Photo: Courtesy of Delola; W+G Creative
Chances are, you don’t immediately associate words like “carefree” and “easygoing” with Jennifer Lopez—the same JLo whose daily butt-kicking workouts and regimented sleep schedule have long been the stuff of internet lore. But as the multihyphenate raised a glass filled with one of her new Delola spritzes to toast with me via Zoom this week, I could see that she has a distinctly chill vibe.

Lopez has been in the process of changing and evolving, she tells me, sharing that her new line of ready-made cocktails is part of a larger shift in her lifestyle and personal goals. She says she's shaking off some of her rigidity in favor of a more joyous, playful side—a version of herself that close family and friends nicknamed “Lola” in the past, but that she’s long kept hidden from the rest of the world.

“Lola existed when I was in my twenties,” Lopez says. “I was the girl dancing on the table… and then I became this super-focused, type-A, overachieving workaholic.” Over the course of the past 10 to 15 years, though, she’s realized that softening a little might do her soul some good. Today, at 53, JLo feels proud to be incorporating more balance in her life in an effort to (proverbially) "Dance Again."

“I realized my life was passing me by, I’m in my fifties now, my kids are getting big,” says Lopez. “I needed to find more balance and learn how to enjoy myself a little bit more and relax, and also I needed to stop proving myself and putting all that pressure on myself that we do as women around the middle of our lives—when we’re at the height of our career, and we’re raising kids, and we’re superwomen.” What Lopez needed most, she realized, was to chill out and have fun.

“I got to this different point in my life where I was like, ‘I need to laugh more,’ ‘I need to dance more,’ and these are the keys to life and happiness.” —Jennifer Lopez

And yes, drinking the occasional cocktail has become a part of that. Though Lopez has been adamant about avoiding alcohol in the past (largely for health reasons), she tells me that she’s begun to enjoy a glass of rosé (or the occasional white Russian or fruity spritz) every so often in recent years.

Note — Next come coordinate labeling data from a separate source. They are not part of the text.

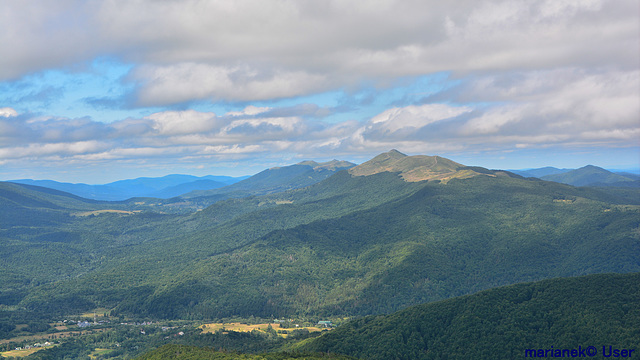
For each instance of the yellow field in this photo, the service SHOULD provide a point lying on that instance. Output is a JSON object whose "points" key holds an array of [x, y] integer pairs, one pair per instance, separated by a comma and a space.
{"points": [[50, 336], [98, 212], [99, 312], [97, 352], [211, 328], [23, 353]]}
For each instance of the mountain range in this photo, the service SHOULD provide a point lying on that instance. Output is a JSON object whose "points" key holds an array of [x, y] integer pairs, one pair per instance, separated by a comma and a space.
{"points": [[585, 176], [162, 187], [310, 240]]}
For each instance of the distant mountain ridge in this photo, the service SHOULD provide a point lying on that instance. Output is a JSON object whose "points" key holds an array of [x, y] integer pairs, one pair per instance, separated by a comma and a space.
{"points": [[277, 179], [501, 323], [591, 175], [161, 187]]}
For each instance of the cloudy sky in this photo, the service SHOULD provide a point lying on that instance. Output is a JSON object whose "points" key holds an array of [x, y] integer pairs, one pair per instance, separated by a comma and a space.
{"points": [[96, 91]]}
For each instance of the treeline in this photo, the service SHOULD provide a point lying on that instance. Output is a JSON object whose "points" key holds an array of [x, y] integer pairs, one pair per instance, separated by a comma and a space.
{"points": [[182, 352], [501, 323]]}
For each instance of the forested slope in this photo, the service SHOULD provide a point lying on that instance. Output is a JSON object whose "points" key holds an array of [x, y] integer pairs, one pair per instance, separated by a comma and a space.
{"points": [[502, 323]]}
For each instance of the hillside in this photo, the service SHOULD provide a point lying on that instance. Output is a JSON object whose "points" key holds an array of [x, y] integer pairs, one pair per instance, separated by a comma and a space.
{"points": [[354, 245], [347, 245], [183, 352], [413, 168], [540, 172], [277, 179], [501, 323]]}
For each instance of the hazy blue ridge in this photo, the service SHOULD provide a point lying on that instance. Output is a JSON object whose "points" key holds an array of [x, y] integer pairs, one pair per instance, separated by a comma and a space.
{"points": [[589, 176]]}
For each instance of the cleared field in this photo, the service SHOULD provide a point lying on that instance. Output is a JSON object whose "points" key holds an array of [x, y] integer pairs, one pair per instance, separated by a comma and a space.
{"points": [[98, 212], [23, 353], [51, 336], [239, 327]]}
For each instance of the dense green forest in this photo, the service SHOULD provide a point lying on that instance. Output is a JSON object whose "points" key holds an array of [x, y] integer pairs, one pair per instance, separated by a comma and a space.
{"points": [[347, 245], [183, 352], [501, 323], [360, 242]]}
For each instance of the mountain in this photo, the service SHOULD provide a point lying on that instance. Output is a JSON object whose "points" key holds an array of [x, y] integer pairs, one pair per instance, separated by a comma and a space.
{"points": [[348, 245], [540, 172], [591, 176], [277, 179], [413, 168], [518, 321], [184, 352], [162, 187]]}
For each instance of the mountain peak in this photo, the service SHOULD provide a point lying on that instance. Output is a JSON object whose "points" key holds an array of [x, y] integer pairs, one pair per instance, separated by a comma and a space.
{"points": [[412, 168]]}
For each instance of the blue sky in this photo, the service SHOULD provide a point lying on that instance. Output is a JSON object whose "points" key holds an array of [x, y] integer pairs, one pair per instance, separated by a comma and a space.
{"points": [[100, 91]]}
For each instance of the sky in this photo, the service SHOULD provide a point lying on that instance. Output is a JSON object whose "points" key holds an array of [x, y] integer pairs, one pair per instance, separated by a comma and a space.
{"points": [[98, 91]]}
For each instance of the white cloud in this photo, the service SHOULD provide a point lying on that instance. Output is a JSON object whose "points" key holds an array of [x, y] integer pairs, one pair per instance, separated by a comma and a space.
{"points": [[8, 112], [247, 50], [183, 122]]}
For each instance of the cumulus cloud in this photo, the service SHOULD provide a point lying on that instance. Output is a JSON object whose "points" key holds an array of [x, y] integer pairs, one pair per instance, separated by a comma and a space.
{"points": [[247, 50], [519, 74]]}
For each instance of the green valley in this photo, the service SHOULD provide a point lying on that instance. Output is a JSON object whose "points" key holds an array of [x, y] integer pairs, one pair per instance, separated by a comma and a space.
{"points": [[311, 241]]}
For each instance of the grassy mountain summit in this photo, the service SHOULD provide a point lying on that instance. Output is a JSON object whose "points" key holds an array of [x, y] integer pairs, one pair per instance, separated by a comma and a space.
{"points": [[414, 168], [346, 245]]}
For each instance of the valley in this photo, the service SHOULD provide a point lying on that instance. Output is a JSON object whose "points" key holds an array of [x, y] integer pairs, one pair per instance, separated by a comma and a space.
{"points": [[314, 242]]}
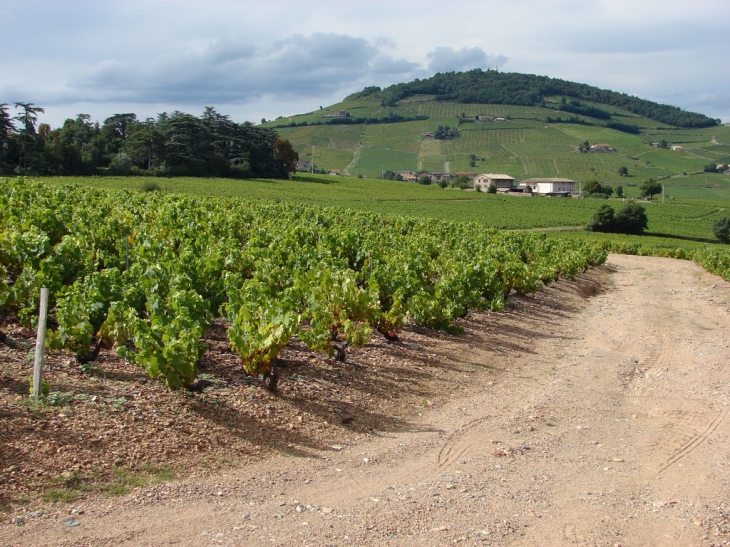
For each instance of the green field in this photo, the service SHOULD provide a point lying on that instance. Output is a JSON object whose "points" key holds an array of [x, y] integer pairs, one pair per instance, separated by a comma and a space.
{"points": [[522, 146], [679, 223]]}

The decision wasn’t so much an, “I started drinking” thing as it was a “My life ideas started changing” thing, she says. “I got to this different point in my life where I was like, ‘I need to laugh more,’ ‘I need to dance more,’ and these are the keys to life and happiness.”

Her Delola cocktails are a reflection of this carefree spirit, reminiscent of her long-hidden “Lola” alter ego (hence the name, a portmanteau of “de” and “Lola” to mean “from Lola” in Spanish).

Though Lopez takes pride in the fact that the first releases from Delola—three fruity spritzes flavored with natural botanicals like elderflower, passionfruit, and hibiscus—are lower in alcohol and sugar than some of their counterparts, there’s no denying that their alcohol content nevertheless negates any would-be health benefits. (To be sure, recent science has squashed previous notions that a small amount of alcohol is good for you.) But to focus on that is to miss Lopez’s point with the launch—which is more about the potential for finding a moment of joy when pouring the occasional drink or popping open a bottle with a group of loved ones.

Whereas Lopez once believed in an all-or-nothing approach to well-being, she’s now wholeheartedly embracing balance—not just when it comes to alcohol consumption, but also in terms of working out and sleeping and everything else she does to care for her body. “Before, I was like, ‘I have to work out every single day, and I have to do this other thing, and I have to get all this sleep,’ and that worked for me for a long time,” she says, “but I got to a point where I just started questioning, ‘Why do I put all these rules on myself?’”

For the next act of her life, Lopez says, if she “has anything else to offer to the world,” it’s the importance of being balanced and being consistent when it comes to well-being. “You don't want to not work out at all, and you don't want to work out every single day; you want to say, ‘Let’s see if I can accomplish three or four days a week of working out.’” And the same goes for her approach to sleep: “Sometimes, you’re going to go to bed late, and sometimes, you’re going to get up real early, and you might not get the hours you need—but that’s okay.”

As the impetus for this new laid-back approach to well-being, Lopez cites the natural changes that come with getting older. “It’s about being in tune with yourself and learning to change along with those changes, which I think is the hardest thing for people to accept,” she says. You have to feel comfortable getting to know yourself, she adds, in order to embrace every part of you. And as for Lopez going forward? That’s going to look like a little less “JLo” and a little more “Lola.”